L'Aurore

1927.
Ce film a été réalisé en 1927.

Je ne savais pas trop à quoi m’attendre en regardant l’Aurore, je crois que j’étais intimidée par son statut d’oeuvre culte, désignée par François Truffaut comme « le plus beau film au monde ». Je n’ai regardé que peu de films muets, et j’avais peur de ne pas rentrer dans l’histoire, de m’ennuyer… J’aurai difficilement pu être plus à côté de la plaque !

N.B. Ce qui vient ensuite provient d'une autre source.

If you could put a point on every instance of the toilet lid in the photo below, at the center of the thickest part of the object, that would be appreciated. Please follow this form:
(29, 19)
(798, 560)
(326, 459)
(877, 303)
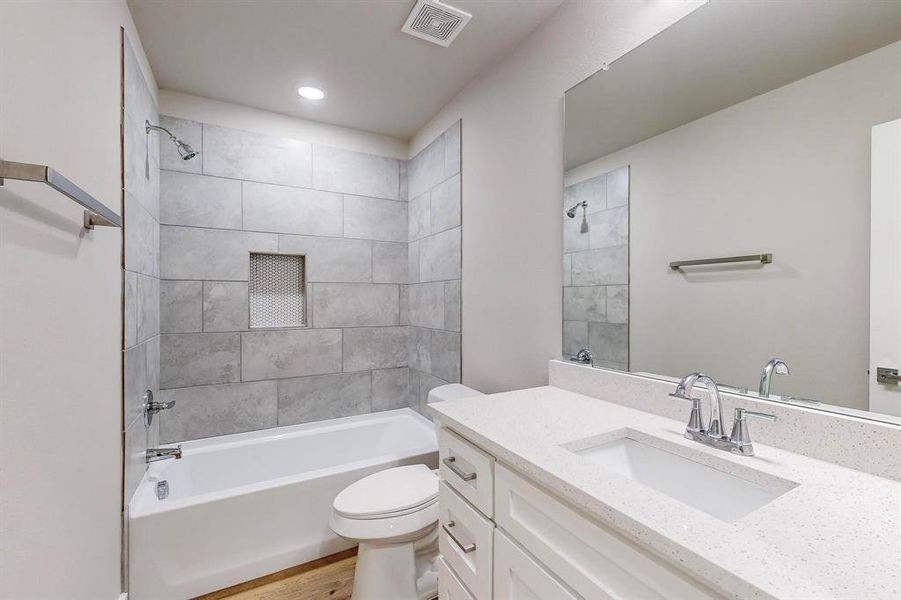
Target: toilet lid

Alors, oui, le jeu d’acteur est surprenant au départ (il parait que c’est ça, l’expressionnisme allemand), mais s’arrêter à ce point de détail, ça serait se priver d’un chef d’oeuvre.

L’histoire est simple : un homme de la campagne est séduit par une femme de la ville, qui le convainc de tuer son épouse pour s’enfuir avec elle. En fait, l’histoire n’est qu’un prétexte. D’ailleurs les personnages n’ont pas de nom, on ne sait pas où ça se passe, et on s’en fout : l’Aurore nous raconte une histoire universelle.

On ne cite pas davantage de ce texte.